The contention that money does not influence judicial actions stumbles over an awkward coincidence. In the 1980s, plaintiff lawyers bankrolled Texas Supreme Court justices, and the court often ruled in favor of plaintiffs. Since the 1990s, the court's decisions have overwhelmingly favored corporate defendants and defense lawyers who are now the big contributors to the justices' campaigns. Our study goes a step further. Rather than looking at the outcome of cases, we examined the extent to which the justices accepted appeals filed by their top donors. Here, too, we found that campaign contributors enjoyed extraordinary access to the high court.

Every year, hundreds of litigants who are unsatisfied with the decisions by lower state courts file "petitions for review" that urge the Texas Supreme Court to intervene on their behalf. The justices accept a small fraction of these requests.

By accepting a petition, the court is not signaling how it intends to rule. The court is, however, granting the petitioner an opportunity to present his or her case in the Texas Supreme Court. The vast majority of petitioners never get this opportunity.

The more money that lawyers and litigants contribute to Texas Supreme Court justices, the more likely they are to have their day in the high court.

From 1994 to 1998, the 10 justices who faced an election raised a total of $12.8 million in campaign funds. They received 52 percent of this amount from litigants and lawyers who filed petitions with the court during this same period.

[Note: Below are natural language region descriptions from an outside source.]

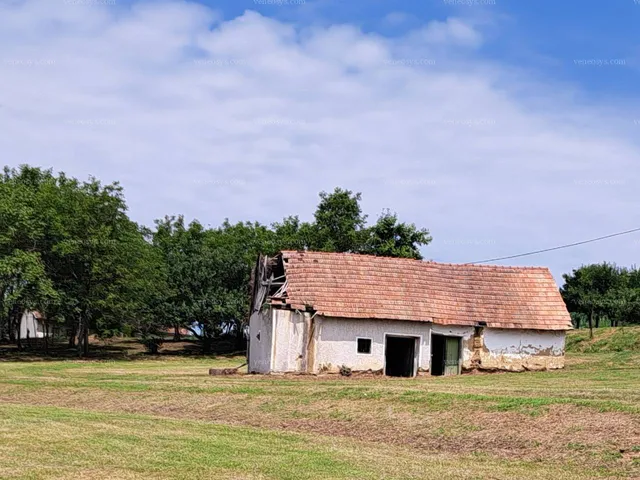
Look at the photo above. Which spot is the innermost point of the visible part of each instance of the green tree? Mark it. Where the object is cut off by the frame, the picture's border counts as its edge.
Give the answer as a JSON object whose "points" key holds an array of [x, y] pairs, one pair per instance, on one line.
{"points": [[602, 291], [390, 238]]}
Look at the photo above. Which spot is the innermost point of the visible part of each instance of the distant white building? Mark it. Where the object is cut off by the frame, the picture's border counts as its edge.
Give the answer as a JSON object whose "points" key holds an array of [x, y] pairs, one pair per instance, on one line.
{"points": [[315, 312], [32, 325]]}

Justice Deborah Hankinson raised 60 percent of her war chest from petitioners, the most of any of justice. Justice Priscilla Owen, who depended least on petitioner contributions, received 43 percent of her money from them.

The justices were almost four times more likely to accept petitions filed by contributors than petitions filed by non-contributors. Of the petitions that the court accepted, 70 percent involved at least one party who had contributed to a judge.

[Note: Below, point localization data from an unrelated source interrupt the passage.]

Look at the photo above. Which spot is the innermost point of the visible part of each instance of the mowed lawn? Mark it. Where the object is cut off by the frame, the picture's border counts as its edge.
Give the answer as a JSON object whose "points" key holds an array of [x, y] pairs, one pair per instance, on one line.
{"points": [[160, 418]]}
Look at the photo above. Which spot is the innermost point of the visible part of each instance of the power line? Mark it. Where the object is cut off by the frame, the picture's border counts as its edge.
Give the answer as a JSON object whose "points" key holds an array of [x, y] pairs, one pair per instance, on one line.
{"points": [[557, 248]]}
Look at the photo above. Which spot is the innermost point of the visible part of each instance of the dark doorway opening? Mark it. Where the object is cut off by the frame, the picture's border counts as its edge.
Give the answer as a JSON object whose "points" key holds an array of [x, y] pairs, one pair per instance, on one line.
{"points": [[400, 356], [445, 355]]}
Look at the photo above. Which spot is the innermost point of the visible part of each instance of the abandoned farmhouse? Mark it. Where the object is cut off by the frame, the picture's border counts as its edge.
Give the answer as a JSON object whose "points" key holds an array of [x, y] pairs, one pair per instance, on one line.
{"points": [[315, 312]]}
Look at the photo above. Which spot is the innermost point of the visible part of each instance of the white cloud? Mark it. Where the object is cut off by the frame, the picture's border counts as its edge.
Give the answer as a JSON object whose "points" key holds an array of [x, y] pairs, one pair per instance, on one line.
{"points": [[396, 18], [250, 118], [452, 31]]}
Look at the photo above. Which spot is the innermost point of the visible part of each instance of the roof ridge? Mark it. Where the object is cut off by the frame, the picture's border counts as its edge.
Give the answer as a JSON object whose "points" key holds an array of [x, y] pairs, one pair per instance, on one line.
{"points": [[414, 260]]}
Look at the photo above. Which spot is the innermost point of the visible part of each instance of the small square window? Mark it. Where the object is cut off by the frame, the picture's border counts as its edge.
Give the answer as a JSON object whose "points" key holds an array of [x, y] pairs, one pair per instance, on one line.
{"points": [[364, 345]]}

The more someone contributes, the more likely it is that the court will hear their appeal. While the average overall petition-acceptance rate was 11 percent, this rate leapt to 56 percent for those who contributed more than $250,000. In contrast, non-contributors enjoyed an acceptance rate of just 5.5 percent.

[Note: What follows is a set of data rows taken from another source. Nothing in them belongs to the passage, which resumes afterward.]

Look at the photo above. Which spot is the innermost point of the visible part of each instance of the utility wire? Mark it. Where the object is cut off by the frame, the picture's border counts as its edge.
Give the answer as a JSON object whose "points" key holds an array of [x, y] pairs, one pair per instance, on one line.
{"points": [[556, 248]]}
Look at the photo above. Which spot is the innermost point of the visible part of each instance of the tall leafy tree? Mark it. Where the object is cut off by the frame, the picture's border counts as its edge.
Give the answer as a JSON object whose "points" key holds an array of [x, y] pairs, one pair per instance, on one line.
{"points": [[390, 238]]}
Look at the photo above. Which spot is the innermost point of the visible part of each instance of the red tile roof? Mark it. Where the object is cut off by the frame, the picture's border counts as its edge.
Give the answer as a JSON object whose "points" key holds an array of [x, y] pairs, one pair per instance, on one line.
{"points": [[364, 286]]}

This study demonstrates clearly that the more political money that lawyers and litigants contribute to the justices, the more likely they are to have their day in the high court. These findings do not link specific campaign contributions to the court's verdict. Rather, they reveal a general, institutionalized pattern in which the court's big donors enjoy vastly greater access to the court than those who do not contribute money.

The strong relationship between political contributions and access to the Texas Supreme Court mirrors patterns in our legislative and executive branches of government -- where money buys access to politicians even though it may not guarantee support for a given policy. The difference, however, is one of expectations. The American system of government promises an independent judiciary that will treat everyone alike, be they rich or poor, contributors or non-contributors. The relationship between campaign contributions and access to the Texas Supreme Court is evidence that Texas courts fall woefully short of this ideal.

The beneficiaries of the current system (those who give and receive judicial contributions) have long denied that campaign contributions influence the court's official actions. Yet the data plainly demonstrate a powerful relationship between campaign contributions and the likelihood that the court will agree to accept an appeal. Rather than continuing to ignore this shameful reality, Texas political leaders should institute fundamental reform to create a judiciary that is independent in both reality and appearance.